A PARKING warden suffered a fractured eye socket when she was attacked “with the force of a sledgehammer” by a drug addict near Sheffield city centre.
She was so traumatised that she has not yet returned to her duties eight months after the assault.
CCTV identified Beverley Green, aged 37, who was jailed for three years at Sheffield Crown Court after admitting grievous bodily harm along with drug offences.
Four others were sent to prison at the same hearing for involvement in the drug trade after being caught as part of Operation Mach, a police undercover operation against street dealers.
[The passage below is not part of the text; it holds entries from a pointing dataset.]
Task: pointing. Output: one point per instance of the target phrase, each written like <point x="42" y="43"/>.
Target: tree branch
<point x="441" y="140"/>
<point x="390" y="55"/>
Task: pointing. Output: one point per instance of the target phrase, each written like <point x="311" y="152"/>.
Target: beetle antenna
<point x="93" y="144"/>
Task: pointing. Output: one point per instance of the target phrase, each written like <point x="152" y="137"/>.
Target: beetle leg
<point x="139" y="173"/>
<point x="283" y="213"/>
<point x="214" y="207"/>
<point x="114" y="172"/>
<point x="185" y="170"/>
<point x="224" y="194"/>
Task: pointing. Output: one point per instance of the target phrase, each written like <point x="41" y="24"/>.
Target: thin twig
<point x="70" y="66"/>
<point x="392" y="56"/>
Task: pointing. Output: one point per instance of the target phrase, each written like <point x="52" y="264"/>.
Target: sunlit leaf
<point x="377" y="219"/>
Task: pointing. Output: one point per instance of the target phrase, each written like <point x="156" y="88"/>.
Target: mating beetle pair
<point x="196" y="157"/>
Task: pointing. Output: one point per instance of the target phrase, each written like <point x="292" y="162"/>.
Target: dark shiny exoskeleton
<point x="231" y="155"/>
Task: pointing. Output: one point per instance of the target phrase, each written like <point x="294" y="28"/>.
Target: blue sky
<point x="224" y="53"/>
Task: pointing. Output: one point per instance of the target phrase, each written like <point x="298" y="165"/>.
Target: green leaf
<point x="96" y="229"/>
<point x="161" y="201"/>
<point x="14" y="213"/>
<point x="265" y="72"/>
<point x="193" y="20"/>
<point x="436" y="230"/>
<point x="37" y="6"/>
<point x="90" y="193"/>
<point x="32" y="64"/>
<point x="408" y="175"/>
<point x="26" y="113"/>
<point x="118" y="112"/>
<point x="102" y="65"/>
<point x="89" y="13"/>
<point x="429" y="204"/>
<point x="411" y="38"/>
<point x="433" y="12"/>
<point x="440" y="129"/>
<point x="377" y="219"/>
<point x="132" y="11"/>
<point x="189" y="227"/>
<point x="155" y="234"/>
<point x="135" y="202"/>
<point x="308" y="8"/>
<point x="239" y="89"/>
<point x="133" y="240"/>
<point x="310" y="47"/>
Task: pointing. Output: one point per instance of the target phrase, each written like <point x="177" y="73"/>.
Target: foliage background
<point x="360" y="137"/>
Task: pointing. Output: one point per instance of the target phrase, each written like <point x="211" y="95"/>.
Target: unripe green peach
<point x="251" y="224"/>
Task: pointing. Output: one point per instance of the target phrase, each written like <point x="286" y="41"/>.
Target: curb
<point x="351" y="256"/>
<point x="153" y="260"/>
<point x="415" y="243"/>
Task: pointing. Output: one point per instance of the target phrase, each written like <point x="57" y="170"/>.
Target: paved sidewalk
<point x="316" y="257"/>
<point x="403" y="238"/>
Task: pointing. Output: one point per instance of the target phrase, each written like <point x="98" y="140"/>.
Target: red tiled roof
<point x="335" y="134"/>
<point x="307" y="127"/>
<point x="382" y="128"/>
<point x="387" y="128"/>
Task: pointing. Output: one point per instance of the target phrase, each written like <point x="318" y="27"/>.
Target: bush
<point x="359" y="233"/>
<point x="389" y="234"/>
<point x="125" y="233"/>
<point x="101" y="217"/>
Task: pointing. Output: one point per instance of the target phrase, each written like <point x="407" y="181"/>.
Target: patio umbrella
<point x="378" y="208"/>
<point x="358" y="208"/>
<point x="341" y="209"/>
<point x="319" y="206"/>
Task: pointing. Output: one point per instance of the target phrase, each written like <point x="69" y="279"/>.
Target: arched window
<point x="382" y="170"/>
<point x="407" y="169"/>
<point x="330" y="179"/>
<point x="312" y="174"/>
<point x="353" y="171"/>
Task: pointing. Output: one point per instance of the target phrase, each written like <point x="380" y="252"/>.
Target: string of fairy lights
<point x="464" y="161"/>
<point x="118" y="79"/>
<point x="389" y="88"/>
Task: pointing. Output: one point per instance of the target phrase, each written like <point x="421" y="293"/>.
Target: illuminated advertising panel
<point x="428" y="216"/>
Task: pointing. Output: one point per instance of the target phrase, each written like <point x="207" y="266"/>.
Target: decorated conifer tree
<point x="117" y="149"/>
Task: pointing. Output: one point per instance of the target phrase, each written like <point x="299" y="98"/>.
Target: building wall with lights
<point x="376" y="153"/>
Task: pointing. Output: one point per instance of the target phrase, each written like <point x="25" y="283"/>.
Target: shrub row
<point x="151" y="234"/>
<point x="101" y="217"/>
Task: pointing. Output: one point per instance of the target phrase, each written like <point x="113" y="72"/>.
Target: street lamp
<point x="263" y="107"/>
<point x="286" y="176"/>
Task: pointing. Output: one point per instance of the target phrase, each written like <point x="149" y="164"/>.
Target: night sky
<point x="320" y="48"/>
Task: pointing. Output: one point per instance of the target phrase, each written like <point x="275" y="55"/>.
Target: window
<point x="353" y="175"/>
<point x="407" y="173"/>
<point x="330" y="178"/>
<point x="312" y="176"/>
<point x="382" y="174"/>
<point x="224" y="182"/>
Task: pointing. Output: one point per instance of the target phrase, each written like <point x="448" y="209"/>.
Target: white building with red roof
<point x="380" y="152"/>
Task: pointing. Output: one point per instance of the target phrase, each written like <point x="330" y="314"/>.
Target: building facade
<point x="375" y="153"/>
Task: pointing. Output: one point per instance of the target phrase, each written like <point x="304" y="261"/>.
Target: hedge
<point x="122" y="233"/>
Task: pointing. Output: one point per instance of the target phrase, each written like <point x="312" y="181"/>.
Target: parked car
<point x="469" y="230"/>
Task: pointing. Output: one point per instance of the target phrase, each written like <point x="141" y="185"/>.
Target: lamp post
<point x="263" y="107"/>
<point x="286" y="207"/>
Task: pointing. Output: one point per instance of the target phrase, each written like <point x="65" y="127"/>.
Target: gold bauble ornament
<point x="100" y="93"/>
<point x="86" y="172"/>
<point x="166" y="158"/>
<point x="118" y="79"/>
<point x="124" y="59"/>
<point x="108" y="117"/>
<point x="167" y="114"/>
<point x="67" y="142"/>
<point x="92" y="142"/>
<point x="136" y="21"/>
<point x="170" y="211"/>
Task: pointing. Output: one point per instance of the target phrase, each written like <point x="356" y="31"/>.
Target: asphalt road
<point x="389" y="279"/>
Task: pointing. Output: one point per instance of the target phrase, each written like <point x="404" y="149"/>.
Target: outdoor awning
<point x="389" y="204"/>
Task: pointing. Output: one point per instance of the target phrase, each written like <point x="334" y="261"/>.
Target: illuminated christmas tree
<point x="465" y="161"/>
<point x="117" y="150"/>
Green, of Kestrel Drive, Eckington, who has a drug and alcohol addiction, was drinking from a can of beer with two men at 10.45am on October 27 when she attacked the warden, who was ticketing a car on John Street, near Bramall Lane. None of the three had anything to do with the car.
“One of them made a comment about getting a proper job – to which the complainant replied ‘at least I have a proper job’ and ‘it’s better than being on my back’,” said Susan Evans, prosecuting.
“The defendant came over shouting ‘what did you say’ and began punching the complainant in the face a number of times. It was a sustained assault.
“The warden attempted to cover her face with her arms and looked down at the pavement but the defendant raised her knee into her face. The complainant described the force of the blows as like being hit with a sledgehammer.”
Honorary Recorder of Sheffield, Judge Alan Goldsack QC, sentenced Green to two years for the GBH and a further year for the drugs offences, to be served consecutively.
He said: “The assault was a serious offence because it involved a public servant carrying out her duties which you took exception to – even though you had no involvement with the car to which she was applying the ticket.”
Judge Goldsack said she had a ‘generally bad record’ reflecting her problems with ‘drug and alcohol abuse’.
As a result of Operation Mach, 32 people have been sentenced at Sheffield Crown Court for drugs offences. The latest were caught by police posing as salesmen offering designer clothes in exchange for drugs, including cocaine and heroin.